草地農業是大農業系統中結構最繁復的一個分支。現代農業的多功能性,迫使我們對草地農業系統的生態生產力做農業倫理學思考。倫理學門派眾多、理論雜駁,但落實到農業倫理學,不外乎農業生態系統為保持健康狀態,包含它所衍生的異化價值所需要的付出與收入合理性評價。生態生產力倫理學評估系統,主要應依據其生產過程和為此的投入與產品分配的合理性與正義性。
首先,不違農時。草地農業生產活動須遵循嚴格的時序邏輯,“不違農時”,是一切農事活動的首要倫理準則。草地農業是與自然本體融合最密切農業分支,與天時的積極配合尤為重要。如放牧為主的生產方式,不同自然地理和地貌學的物候學特征從多方面影響其生產過程和市場效益。只有將農業動植物的生育期與當地物候節律緊密配合,才能獲得最大生態生產力。

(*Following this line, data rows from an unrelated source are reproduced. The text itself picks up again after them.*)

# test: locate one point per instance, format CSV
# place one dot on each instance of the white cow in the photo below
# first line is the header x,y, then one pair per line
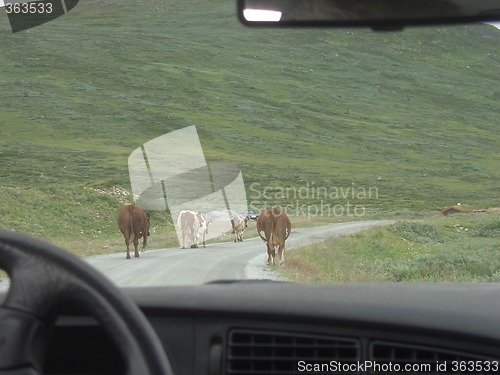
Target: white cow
x,y
193,226
239,223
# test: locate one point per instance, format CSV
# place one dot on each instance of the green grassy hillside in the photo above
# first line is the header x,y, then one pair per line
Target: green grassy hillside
x,y
413,114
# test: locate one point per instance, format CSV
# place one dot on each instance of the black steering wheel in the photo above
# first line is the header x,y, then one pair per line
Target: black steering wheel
x,y
42,278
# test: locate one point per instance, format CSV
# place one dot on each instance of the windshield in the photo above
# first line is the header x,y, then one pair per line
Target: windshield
x,y
380,148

第二,取予有度。倫理原則要求保持草地生態生產力的當前收益與后續收益的均衡,即所謂 “帥天地之度以定取予”。這不僅有利于生產管理和市場占有的常態運行,也有利于后續生產者的正當權益的保障。取予失常,尤其過分榨取的掠奪式生產,必然引發生態赤字,即前人預支了后人的生態資源,屬于倫理學非正義行為。
第三,生態補償。生態產力概念為生態補償提供計量依據。維持生態生產力,往往需要某些措施,如放牧家畜頭數與放牧時間的限制,放牧率的調劑,某些放牧地塊的定期休閑,以及采取某些草地改良措施等等,都需要一定投入。這些投入都是維持生態生產力的成本。這些成本的收回需要對生態生產力的各個環節加以計量,然后核算應付的生態補償。至于代際(父代與子代之間)、行業際(如工礦業與草業之間)和地域際(草地生態系統地區對城市、農耕地域之間)的生態關聯,都需要依據維持生態生產力付出的成本,計量其生態補償,制定生態補償方案。可通過公積金的繳納,政府稅收項目等,來調劑其生態機制,給以生態補償。在生態補償中需要特別強調兩類倫理關懷:一是對于直接生產者農牧民的福利關懷,二是對草地的生態受損的補償關懷。前者是生態生產力的直接維護者,后者是生態生產力的提供者。兩者應是生態補償的重點對象。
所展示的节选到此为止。